München - Das Hickhack um das Testament von Cornelius Gurlitt geht weiter: Wegen Unzurechnungsfähigkeit könnte es ungültig sein. Jetzt hat sich sein Cousin zu Wort gemeldet.

Der Cousin von Cornelius Gurlitt, Dietrich Gurlitt, hat sich von dem neuen Gutachten über den Kunstsammler distanziert. „Mit den Versuchen einiger Verwandter, den Geisteszustand von Cornelius anzuzweifeln, habe ich nichts zu tun“, schrieb Dietrich Gurlitt an den Direktor des Kunstmuseums Bern, Matthias Frehner, in einer E-Mail, die sein Sohn Christoph Gurlitt der Nachrichtenagentur dpa übermittelte.
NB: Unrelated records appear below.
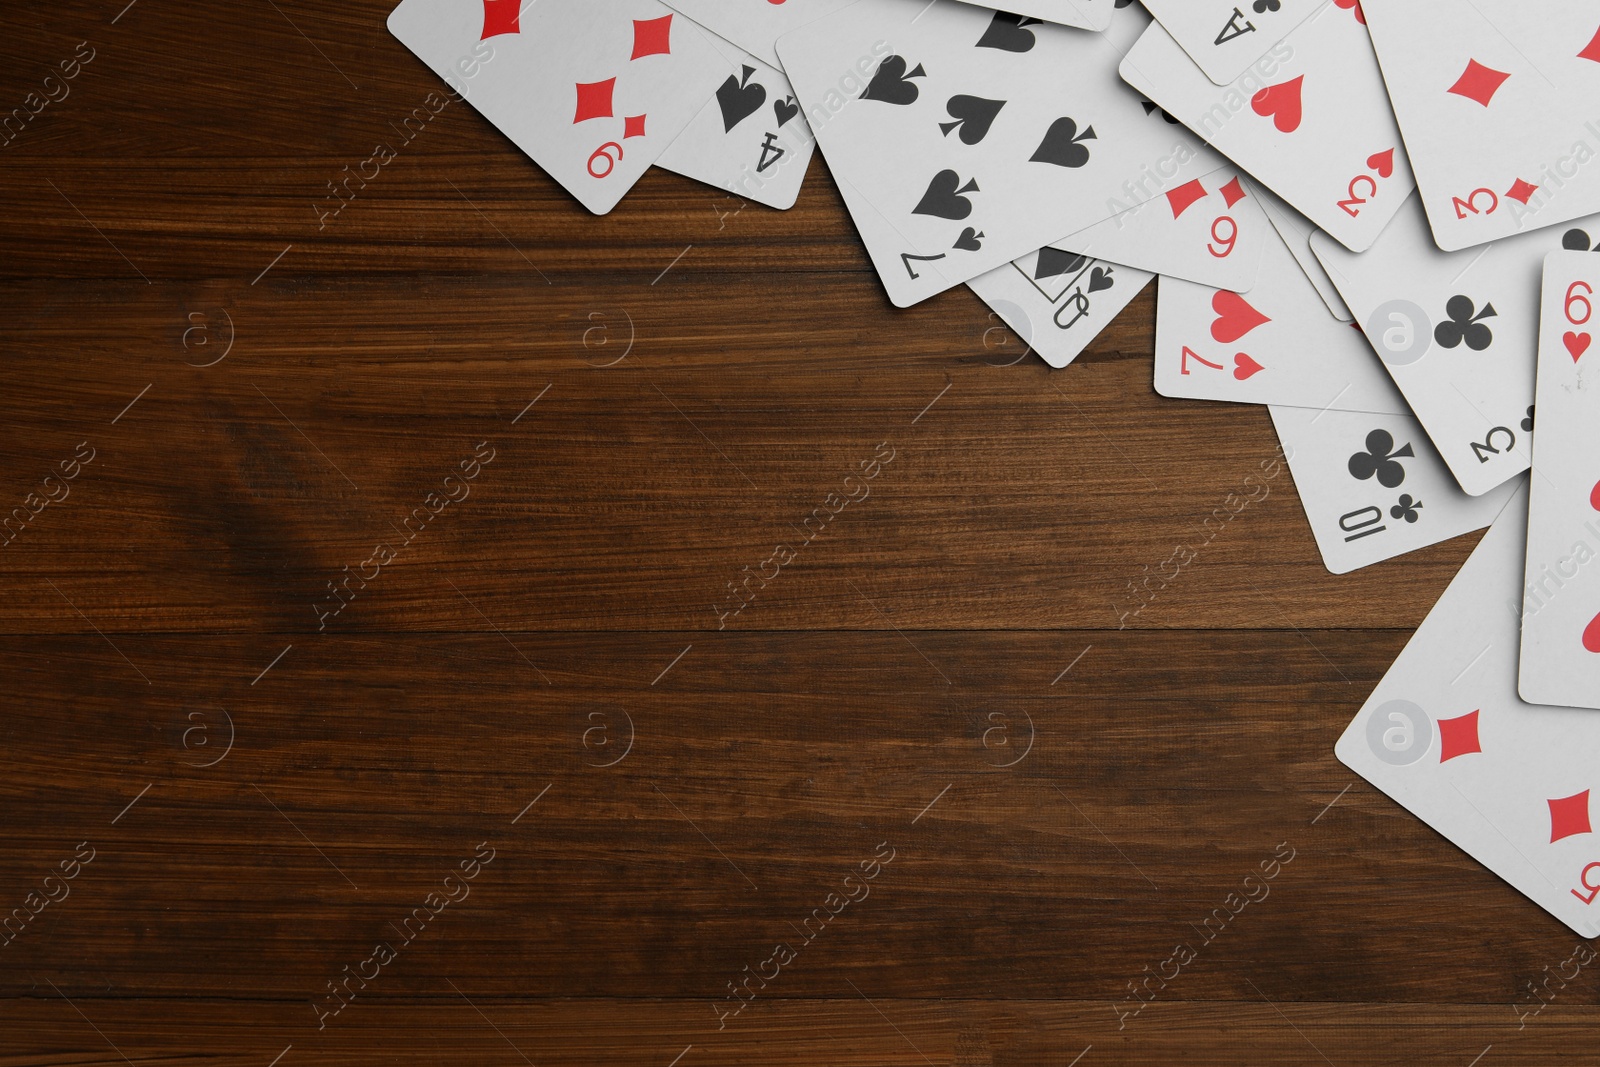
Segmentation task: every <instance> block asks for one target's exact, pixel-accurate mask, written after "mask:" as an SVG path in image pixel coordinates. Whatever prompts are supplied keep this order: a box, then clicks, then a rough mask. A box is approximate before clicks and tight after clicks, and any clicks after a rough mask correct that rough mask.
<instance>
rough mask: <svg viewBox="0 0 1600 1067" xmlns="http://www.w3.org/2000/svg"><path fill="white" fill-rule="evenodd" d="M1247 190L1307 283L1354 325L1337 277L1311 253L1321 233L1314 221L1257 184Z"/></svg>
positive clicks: (1248, 187) (1252, 184) (1313, 253)
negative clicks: (1350, 320)
mask: <svg viewBox="0 0 1600 1067" xmlns="http://www.w3.org/2000/svg"><path fill="white" fill-rule="evenodd" d="M1245 187H1246V189H1250V190H1251V192H1254V194H1256V198H1258V202H1259V203H1261V210H1262V211H1266V214H1267V219H1269V221H1270V222H1272V229H1275V230H1277V232H1278V237H1280V238H1283V243H1285V245H1288V248H1290V254H1291V256H1294V262H1298V264H1299V267H1301V270H1302V272H1304V274H1306V280H1307V282H1310V285H1312V288H1314V290H1317V296H1320V298H1322V302H1323V304H1326V306H1328V314H1330V315H1333V317H1334V318H1338V320H1339V322H1350V320H1352V318H1355V317H1354V315H1352V314H1350V309H1349V307H1347V306H1346V304H1344V298H1342V296H1339V290H1336V288H1334V285H1333V278H1330V277H1328V272H1326V270H1325V269H1323V266H1322V262H1320V261H1318V259H1317V256H1315V253H1312V250H1310V235H1312V234H1315V232H1317V227H1315V226H1312V221H1310V219H1307V218H1306V216H1304V214H1301V213H1299V211H1296V210H1294V208H1291V206H1290V205H1286V203H1283V202H1282V200H1278V198H1277V197H1275V195H1274V194H1272V190H1269V189H1262V187H1261V186H1258V184H1254V182H1245ZM1384 229H1387V227H1384Z"/></svg>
Das Museum bestätigte am Dienstag den Eingang der E-Mail.

„Wie bereits im Mai erklärt, hoffe ich, Sie geben eine positive Entscheidung bezüglich des Cornelius-Gurlitt-Erbes bekannt“, schrieb der 95-jährige Dietrich Gurlitt an das Museum.

Das Gutachten des Psychiaters und Juristen Helmut Hausner, demzufolge Cornelius Gurlitt an „paranoiden Wahnideen“ litt, habe Dietrich Gurlitt nicht in Auftrag gegeben, betonte sein Sohn und verwies auf eine Stellungnahme der Gurlitt-Angehörigen vom Mai dieses Jahres. Darin hieß es: „Wir begrüßen vollumfänglich das Testament von Cornelius Gurlitt, das das Berner Kunstmuseum zum alleinigen Erben seiner wertvollen Sammlung macht und unterstützen dies ausdrücklich.“ Und: „Wir wollen und werden dazu beitragen, dass der letzte Wille des Verstorbenen ungehindert umgesetzt wird.“

Sollte das Kunstmuseum Bern, das Gurlitt in seinem Testament als Alleinerben einsetzte, die Erbschaft ausschlagen, würde Dietrich Gurlitt gemeinsam mit seiner Schwester Uta Werner die millionenschwere Kunstsammlung erben. Am 26. November will das Museum seine Entscheidung bekanntgeben.

Nach Ansicht des Juristen Wolfgang Seybold, der Uta Werner und einen Teil der Familie - nicht aber Dietrich Gurlitt - vertritt und das Gutachten in Auftrag gab, ist Gurlitts Testament ungültig. „Das Gutachten bedeutet, dass das Testament, das Cornelius Gurlitt am 9. Januar 2014 verfasst hat, nicht wirksam ist und damit Bern nicht Erbe wird“, sagte er dem 3sat-Magazin „Kulturzeit“.

Der Kunstsammler Cornelius Gurlitt, der monatelang im Zentrum einer hitzigen Raubkunst-Debatte stand, war am 6. Mai im Alter von 81 Jahren in München gestorben. Kurz darauf wurde bekannt, dass er seinen kompletten Besitz dem Berner Kunstmuseum vermachte.